Market panic overlooks the true value of cryptoNovember 21, 2018
As I write, Bitcoin is tanking, and most other cryptocurrencies are following suit. Many crypto investors are tearing their hair out.
It all makes me think about why I got interested in crypto in the first place. I had been made redundant in December 2009, and had started my own business, a juice and smoothie café. I’d been planning it for over a year, having identified a need for healthy convenience food – but by the time I opened it, using my redundancy pay, the “credit crunch” had hit, and people were really not spending money. Many people had no money to spend, even if they wanted to. The news headlines did not inspire confidence – people were being advised to save what little they had, not spend. And banks were not lending.
It was a dire time to launch a small business. It focused my mind, and made me think about the problems of the “money supply”. I joined groups on LinkedIn, to discuss the economic issues. I followed popular economists on Twitter. I honestly felt that if we all pooled our brainpower, we could come up with a good way to get the economy moving again.
It wasn’t as if we didn’t have enough products, or raw materials. There was clearly more than enough food for everyone. There was more than enough labour – people were desperately looking for work. I was receiving excellent CVs on a daily basis, from people looking for work in my business. It was easy to find great staff – but not so easy to pay them.
I flirted with Keynsian economics. It was as if there was a chokehold over the money supply. But I became more interested in local currencies – complementary currencies and LETS schemes. I learned about the work of Bernard Lietaer, the Belgian expert in complementary currencies, and author of The Future of Money: Beyond Greed and Scarcity.
I joined online discussions on these topics, and someone told me about Bitcoin. This was a real game-changer for me – but I didn’t invest in it, as by the time I found out about Bitcoin it was already valued at $20, and I was in the midst of cashflow problems. And I wasn’t sure if it really offered what I was looking for. I wanted an alternative currency that you could actually buy things with, and the only things I could see Bitcoin changing hands for were comics, socks and contraband.
But I did start following the crypto markets with interest, and later on I made some investments.
To spend or speculate?
Crypto excited me because it offered a decentralised alternative to fiat money. Its potential was clear from the moment that a pizza was purchased with Bitcoin. But for me, it hasn’t lived up to those expectations. Most cryptocurrencies cannot easily be exchanged for goods. Instead, they are used for speculation, with crypto holders excitedly watching the markets rather than using them as a means of purchase.
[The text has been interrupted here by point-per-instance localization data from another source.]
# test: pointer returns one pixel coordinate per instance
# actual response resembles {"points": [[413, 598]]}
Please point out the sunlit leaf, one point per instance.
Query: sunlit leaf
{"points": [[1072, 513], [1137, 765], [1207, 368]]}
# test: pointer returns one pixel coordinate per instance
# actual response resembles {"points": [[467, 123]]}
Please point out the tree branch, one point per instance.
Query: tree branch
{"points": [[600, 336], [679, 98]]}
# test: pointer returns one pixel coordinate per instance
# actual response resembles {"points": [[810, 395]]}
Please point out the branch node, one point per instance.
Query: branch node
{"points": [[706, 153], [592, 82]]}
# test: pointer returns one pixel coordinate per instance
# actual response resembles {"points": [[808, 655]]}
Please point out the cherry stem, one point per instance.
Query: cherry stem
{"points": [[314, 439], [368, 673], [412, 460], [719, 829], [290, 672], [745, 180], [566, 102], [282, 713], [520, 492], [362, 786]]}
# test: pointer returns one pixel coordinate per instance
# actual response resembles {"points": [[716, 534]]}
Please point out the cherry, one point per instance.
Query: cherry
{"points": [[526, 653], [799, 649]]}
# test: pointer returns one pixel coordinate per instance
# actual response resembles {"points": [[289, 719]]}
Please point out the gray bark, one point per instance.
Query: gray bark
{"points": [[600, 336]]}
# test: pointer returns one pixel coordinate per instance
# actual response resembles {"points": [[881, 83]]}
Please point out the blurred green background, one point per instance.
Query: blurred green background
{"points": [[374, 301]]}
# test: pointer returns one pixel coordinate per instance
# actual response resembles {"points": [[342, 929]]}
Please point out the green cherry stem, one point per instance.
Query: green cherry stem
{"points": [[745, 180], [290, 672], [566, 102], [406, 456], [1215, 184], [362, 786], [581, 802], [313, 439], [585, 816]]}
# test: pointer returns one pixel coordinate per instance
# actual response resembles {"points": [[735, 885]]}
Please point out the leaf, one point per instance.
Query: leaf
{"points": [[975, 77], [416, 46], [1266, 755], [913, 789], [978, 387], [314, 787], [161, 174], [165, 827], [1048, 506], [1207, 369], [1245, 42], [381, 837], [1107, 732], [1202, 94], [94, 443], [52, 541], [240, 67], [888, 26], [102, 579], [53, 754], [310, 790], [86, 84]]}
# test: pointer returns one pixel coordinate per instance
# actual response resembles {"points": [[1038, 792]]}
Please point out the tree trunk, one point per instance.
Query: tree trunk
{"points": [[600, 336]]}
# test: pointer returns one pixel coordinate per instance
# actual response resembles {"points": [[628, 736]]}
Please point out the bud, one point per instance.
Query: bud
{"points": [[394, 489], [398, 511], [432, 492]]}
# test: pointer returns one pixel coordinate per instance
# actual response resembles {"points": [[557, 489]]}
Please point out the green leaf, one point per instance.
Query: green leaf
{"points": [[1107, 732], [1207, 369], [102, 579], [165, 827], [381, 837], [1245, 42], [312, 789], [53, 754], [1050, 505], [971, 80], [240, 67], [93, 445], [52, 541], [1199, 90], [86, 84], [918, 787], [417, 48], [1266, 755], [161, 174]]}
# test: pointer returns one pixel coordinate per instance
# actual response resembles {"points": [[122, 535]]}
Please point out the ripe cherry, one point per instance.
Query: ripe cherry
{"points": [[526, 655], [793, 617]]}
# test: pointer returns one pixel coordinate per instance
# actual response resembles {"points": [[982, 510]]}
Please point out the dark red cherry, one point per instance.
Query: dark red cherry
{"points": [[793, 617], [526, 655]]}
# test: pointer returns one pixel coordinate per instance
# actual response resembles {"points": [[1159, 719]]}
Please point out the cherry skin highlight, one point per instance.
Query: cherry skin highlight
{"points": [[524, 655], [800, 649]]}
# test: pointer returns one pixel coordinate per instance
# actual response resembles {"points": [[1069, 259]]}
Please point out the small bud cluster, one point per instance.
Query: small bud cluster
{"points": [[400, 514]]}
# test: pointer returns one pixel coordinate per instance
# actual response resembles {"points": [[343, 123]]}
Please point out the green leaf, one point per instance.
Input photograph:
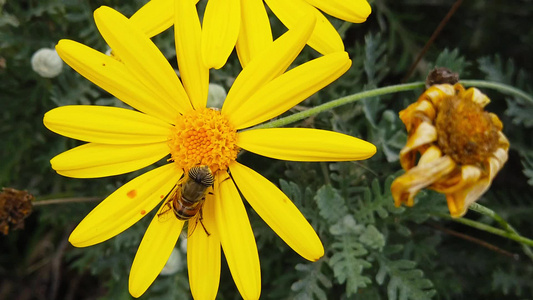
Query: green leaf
{"points": [[331, 204], [312, 283], [451, 60], [375, 202], [405, 281], [347, 262]]}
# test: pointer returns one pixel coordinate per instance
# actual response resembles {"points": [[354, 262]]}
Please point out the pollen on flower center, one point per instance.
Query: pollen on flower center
{"points": [[465, 131], [203, 137]]}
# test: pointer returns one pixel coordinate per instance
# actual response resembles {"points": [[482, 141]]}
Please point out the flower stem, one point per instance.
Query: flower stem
{"points": [[490, 213], [384, 91], [341, 101], [66, 200], [490, 229]]}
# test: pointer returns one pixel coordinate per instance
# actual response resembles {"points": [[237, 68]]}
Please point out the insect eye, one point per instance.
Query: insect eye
{"points": [[202, 175]]}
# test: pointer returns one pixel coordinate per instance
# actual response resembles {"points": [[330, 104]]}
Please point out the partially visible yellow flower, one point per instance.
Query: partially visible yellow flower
{"points": [[171, 118], [245, 24], [459, 147]]}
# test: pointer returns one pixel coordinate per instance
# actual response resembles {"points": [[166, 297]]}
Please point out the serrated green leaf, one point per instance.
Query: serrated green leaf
{"points": [[331, 204]]}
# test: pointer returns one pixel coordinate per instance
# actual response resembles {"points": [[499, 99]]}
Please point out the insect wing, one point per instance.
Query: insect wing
{"points": [[167, 211]]}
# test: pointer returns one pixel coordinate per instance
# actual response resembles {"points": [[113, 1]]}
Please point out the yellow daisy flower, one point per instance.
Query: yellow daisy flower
{"points": [[459, 147], [171, 118], [245, 24]]}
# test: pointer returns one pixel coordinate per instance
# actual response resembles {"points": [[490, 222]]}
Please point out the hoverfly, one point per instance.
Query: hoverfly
{"points": [[188, 195]]}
The word “crypto” goes hand-in-hand with “speculation” in most people’s minds. In word association, “Bitcoin” is often linked with “millionaire”. All this masks the real potential of cryptocurrencies to offer alternative, decentralised means of exchanging goods and services.
In my experience, Steem is the currency that comes closest to offering this. Hundreds of people actually exchange Steem and SBD not simply for investment and speculation, but as payment for goods; probably more so than with other cryptos.
However I’m not an expert on cryptocurrencies, so I’d be interested to hear of other cryptos that are regularly being exchanged for goods and services. I know that Bitcoin is to some extent.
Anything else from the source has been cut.